Youtube is a strong influence. Words like “frickin'” are turning up in her vocabulary.
She likes music, dancing, theatre and film. When the kids got to choose elective courses for this year, Ingrid chose drama. The best part of her social sciences class was making a movie about the Vikings. She’s often listening to music and singing along, and likes learning song lyrics by heart. In her dance club she’s in both a disco class (advanced beginner) and a beginners’ hip hop class this term. The disco moves and the whole disco style of moving her body definitely comes more easily and naturally to her than hip hop.

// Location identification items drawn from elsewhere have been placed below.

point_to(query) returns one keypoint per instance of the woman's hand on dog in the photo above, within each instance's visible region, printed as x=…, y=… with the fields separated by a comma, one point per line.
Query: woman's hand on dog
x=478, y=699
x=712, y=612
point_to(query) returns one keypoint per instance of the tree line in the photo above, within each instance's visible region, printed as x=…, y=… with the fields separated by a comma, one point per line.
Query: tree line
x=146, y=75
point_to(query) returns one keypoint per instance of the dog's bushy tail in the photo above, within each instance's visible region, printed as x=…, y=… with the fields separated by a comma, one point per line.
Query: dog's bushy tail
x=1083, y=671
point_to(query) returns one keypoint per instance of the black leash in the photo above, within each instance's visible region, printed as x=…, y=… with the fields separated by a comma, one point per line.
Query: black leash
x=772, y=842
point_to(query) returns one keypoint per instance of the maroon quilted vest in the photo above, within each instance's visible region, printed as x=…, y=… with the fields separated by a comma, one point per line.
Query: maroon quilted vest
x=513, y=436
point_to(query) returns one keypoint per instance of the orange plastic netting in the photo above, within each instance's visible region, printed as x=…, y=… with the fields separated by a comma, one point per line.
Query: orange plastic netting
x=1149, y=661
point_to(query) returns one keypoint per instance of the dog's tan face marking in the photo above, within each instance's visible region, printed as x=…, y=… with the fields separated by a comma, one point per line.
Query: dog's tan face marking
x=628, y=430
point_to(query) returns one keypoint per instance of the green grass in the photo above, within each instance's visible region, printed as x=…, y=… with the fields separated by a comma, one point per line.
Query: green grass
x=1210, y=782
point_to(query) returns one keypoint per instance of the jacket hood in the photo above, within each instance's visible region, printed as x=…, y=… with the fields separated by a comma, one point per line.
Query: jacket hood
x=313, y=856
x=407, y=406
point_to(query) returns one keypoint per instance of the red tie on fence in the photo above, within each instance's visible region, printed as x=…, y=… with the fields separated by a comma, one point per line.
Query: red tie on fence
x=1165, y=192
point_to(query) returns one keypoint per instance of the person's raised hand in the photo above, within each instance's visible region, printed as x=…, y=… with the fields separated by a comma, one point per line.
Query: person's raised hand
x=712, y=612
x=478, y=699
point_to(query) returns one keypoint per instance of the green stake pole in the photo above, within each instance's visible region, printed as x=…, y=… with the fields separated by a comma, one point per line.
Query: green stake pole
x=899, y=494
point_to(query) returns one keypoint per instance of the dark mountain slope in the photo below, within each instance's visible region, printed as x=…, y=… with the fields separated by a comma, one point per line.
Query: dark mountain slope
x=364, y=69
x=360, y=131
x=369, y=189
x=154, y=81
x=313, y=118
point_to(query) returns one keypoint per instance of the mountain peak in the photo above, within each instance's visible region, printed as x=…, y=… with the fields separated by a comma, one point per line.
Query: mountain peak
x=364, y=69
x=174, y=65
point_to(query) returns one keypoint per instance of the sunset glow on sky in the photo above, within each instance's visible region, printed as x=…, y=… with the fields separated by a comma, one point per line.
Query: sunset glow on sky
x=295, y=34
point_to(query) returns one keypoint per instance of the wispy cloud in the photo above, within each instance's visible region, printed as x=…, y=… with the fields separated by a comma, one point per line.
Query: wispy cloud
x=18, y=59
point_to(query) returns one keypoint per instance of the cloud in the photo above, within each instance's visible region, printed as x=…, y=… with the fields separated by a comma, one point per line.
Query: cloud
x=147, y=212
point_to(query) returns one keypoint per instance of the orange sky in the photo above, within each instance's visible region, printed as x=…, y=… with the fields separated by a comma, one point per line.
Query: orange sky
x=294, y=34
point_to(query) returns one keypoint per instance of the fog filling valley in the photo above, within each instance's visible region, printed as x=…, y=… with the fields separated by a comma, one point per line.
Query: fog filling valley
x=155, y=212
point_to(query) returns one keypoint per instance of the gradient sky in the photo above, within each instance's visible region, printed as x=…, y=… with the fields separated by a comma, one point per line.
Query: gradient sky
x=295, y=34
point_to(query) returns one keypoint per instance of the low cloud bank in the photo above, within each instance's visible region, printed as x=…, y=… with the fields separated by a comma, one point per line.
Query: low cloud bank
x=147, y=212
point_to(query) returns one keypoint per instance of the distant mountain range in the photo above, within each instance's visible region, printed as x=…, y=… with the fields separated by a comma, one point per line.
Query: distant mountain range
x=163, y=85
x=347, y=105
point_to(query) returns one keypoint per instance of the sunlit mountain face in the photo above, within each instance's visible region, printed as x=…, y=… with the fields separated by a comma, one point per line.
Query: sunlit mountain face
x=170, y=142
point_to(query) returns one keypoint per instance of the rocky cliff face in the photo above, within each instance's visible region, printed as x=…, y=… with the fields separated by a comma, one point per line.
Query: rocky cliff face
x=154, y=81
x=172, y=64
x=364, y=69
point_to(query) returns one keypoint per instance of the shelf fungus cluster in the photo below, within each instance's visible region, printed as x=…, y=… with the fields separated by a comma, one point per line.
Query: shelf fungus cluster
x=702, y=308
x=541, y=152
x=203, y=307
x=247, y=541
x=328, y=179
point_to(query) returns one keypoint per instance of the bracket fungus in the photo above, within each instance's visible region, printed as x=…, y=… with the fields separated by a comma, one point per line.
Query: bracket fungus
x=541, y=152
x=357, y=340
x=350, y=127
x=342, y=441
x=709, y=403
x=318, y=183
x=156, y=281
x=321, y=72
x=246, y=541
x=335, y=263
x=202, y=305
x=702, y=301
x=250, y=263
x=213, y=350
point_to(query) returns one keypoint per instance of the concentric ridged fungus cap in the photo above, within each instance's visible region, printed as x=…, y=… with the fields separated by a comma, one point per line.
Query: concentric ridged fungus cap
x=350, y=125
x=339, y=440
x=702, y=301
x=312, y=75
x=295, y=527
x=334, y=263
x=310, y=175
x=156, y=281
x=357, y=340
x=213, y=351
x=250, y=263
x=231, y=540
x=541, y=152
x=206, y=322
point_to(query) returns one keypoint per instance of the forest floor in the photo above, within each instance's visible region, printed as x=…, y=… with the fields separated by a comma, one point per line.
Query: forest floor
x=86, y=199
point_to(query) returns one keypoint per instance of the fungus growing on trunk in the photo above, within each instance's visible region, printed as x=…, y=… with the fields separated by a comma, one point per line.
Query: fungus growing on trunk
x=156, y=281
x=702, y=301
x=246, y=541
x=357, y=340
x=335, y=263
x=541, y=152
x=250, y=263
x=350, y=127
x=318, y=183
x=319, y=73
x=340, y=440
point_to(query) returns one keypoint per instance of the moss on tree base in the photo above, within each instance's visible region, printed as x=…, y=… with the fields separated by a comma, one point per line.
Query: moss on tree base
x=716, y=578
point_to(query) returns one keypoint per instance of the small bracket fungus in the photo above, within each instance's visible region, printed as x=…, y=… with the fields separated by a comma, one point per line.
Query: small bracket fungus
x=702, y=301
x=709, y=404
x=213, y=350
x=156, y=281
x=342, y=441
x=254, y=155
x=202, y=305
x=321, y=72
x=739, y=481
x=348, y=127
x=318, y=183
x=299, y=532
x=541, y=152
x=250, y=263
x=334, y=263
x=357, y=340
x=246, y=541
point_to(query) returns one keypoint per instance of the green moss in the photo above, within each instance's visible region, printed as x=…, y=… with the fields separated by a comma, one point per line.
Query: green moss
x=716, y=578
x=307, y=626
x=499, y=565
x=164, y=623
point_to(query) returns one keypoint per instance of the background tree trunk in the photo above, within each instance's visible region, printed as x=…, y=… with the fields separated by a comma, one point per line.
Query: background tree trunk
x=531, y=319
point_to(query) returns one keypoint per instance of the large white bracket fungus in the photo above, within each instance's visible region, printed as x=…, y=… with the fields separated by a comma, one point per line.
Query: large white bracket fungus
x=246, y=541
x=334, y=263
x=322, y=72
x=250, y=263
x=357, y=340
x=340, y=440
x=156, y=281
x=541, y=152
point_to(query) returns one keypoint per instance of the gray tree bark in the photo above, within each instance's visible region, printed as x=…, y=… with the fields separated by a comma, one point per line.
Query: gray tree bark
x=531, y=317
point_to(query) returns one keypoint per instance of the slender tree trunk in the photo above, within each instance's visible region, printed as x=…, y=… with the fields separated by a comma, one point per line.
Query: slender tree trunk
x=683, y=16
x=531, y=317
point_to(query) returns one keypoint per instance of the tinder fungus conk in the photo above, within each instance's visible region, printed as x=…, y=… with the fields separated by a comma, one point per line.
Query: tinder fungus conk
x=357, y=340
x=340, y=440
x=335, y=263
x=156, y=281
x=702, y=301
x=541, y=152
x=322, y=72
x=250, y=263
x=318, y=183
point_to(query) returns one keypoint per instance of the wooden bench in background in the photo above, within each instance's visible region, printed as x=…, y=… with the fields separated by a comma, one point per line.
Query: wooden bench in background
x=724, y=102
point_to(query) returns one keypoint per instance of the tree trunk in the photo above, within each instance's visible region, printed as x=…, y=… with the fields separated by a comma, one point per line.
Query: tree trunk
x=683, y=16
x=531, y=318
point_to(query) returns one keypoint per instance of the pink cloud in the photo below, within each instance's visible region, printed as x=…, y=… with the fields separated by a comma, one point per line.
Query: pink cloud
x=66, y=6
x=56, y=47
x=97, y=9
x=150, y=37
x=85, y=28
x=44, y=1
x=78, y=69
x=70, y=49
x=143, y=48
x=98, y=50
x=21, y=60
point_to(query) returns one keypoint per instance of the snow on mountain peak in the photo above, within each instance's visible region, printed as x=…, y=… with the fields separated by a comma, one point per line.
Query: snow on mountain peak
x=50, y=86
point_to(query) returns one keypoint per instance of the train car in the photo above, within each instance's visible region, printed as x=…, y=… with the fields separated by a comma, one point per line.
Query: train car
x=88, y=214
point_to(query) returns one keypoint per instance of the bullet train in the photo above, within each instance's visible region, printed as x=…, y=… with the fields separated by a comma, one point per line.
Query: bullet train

Celebrating Ingrid’s birthday with family lunch at a conveyor belt sushi place.
Adrian is a slow and distractible eater. Ingrid used to be the same, but is the opposite nowadays. I think she’s been forced to learn to eat fast at school. I remember in grade 0 she used to get stomach aches because they had so little time to eat lunch. She’d start out slow and then finish at a frantic pace. Now it’s a more even, consistently fast pace.
I believe in family meals taken together, so I encourage her to stay at the table until everyone has finished. She gets rather bored while waiting.